Un peu plus de vingt ans après Lully, le jeune Haendel ébloui par l’Italie tire des métamorphoses d’Ovide le sujet de son opéra Acis et Galatée. Sous les apparences d’une pastorale légère au doux parfum d’Arcadie, l’œuvre contient son lot de situations tragiques et de scènes dramatiques, permettant au compositeur, sous la forme un peu répétitive et très convenue d’une suite d’arias da capo, d’introduire une grande variété de climats émotionnels, ce qui en fait une partition assez dense et du plus grand intérêt. Donné cette semaine en version de concert et en très petite formation au Grand Manège de Namur, l’œuvre a conservé tout son charme et son pouvoir de séduction.
Les neuf musiciens de l’ensemble Masques, chef au clavecin compris, ont fort à faire pour déployer toutes les richesses de la partition. Les interventions des bois (hautbois et flûtes) sont très soignées, mais celles des cordes mériteraient plus d’ampleur, celles du premier violon en particulier manquant aussi un peu de caractère. Dans cet effectif réduit, l’œuvre semble plus faite pour un minuscule théâtre de cour que pour un grand plateau moderne. Le chef Olivier Fortin présente cependant un travail de mise au point très abouti et une véritable construction dramatique de l’œuvre.

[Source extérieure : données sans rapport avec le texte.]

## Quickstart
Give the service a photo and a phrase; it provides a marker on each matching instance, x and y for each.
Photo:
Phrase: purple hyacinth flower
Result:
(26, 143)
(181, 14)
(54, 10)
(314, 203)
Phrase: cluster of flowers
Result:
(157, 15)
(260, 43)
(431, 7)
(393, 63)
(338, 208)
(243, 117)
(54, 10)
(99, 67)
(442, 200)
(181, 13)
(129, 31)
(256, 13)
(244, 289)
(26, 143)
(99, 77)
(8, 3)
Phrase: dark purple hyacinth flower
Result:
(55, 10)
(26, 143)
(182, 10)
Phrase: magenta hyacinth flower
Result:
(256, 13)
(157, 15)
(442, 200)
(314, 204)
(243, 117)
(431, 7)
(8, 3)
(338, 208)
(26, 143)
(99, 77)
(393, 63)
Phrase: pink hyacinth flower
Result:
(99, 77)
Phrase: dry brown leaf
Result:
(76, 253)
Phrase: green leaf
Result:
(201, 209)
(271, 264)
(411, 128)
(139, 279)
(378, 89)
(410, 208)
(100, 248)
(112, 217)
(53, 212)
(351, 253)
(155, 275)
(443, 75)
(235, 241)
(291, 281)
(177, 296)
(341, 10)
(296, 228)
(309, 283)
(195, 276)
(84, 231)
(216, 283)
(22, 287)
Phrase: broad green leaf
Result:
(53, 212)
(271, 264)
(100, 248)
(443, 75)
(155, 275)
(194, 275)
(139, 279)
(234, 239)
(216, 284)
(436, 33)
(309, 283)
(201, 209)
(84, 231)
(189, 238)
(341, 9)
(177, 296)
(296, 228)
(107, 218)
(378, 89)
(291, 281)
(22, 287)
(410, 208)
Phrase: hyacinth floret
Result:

L’équipe vocale est dominée par la personnalité très forte de Tomas Kral. Spécialisé dans l’interprétation de la musique ancienne et baroque, apparu sur les scènes en 2005 déjà, le baryton tchèque a décidé d’incarner le géant Polyphème au-delà de ce qu’une version de concert requiert généralement. Il faut dire que son physique athlétique colle très adéquatement au personnage et qu’il semble éprouver un grand plaisir à pousser l’incarnation le plus loin possible. Arrivé sur scène avec de spectaculaires chaussettes à rayures pour seule entorse au strict habit noir des musiciens, on le retrouvera bondissant d’un bout à l’autre de la scène (et même de la salle), pieds nus et dépoitraillé, rendant ainsi toute sa sauvagerie au rôle, et toute leur force dramatique à ses interventions musicales du deuxième acte. Le contraste qu’il établit avec les autres chanteurs est saisissant, et de mon point de vue parfaitement justifié par le sens de l’œuvre. Il chante de mémoire là où ses comparses se tiennent à la partition, et fait preuve d’un investissement de tous les instants qui souligne l’irruption de l’élément tragique dans la partition.
A ses côtés mais dans un tout autre registre, Rachel Redmond en Galatée déploie une touchante musicalité et montre un sens aigu des situations, qu’elle interprète avec une certaine distance philosophique et une véritable grandeur. Née à Glasgow mais ayant fait l’essentiel de sa formation dans les équipes de William Christie avec le Jardin des voix, cette soprano mène sa carrière principalement en France. Et si la voix n’est pas très large – le rôle ne le requiert pas – l’interprétation est très soignée et très juste, pleine de charme.
Issu des chœurs de Cambridge et formé à l’université de Durham, le ténor anglais Hugo Hymas apporte lui aussi beaucoup de soin à l’interprétation du rôle de Acis en belle adéquation dramatique avec sa partenaire. Le duo qui clôt le premier acte et vers lequel culmine toute la première partie de l’œuvre est ainsi rendu avec une très émouvante complicité. Philippe Gagné, l’autre ténor de la distribution cumule le rôle de Damon et celui de Corydon. La voix est parfois un peu voilée mais il montre une belle aptitude à la virtuosité lorsque la partition le requiert. La mezzo Marie Pouchelon complète la distribution pour ce qui concerne les parties chorales. Au final, le public montre, par des applaudissements nourris, qu’il aura passé une excellente soirée.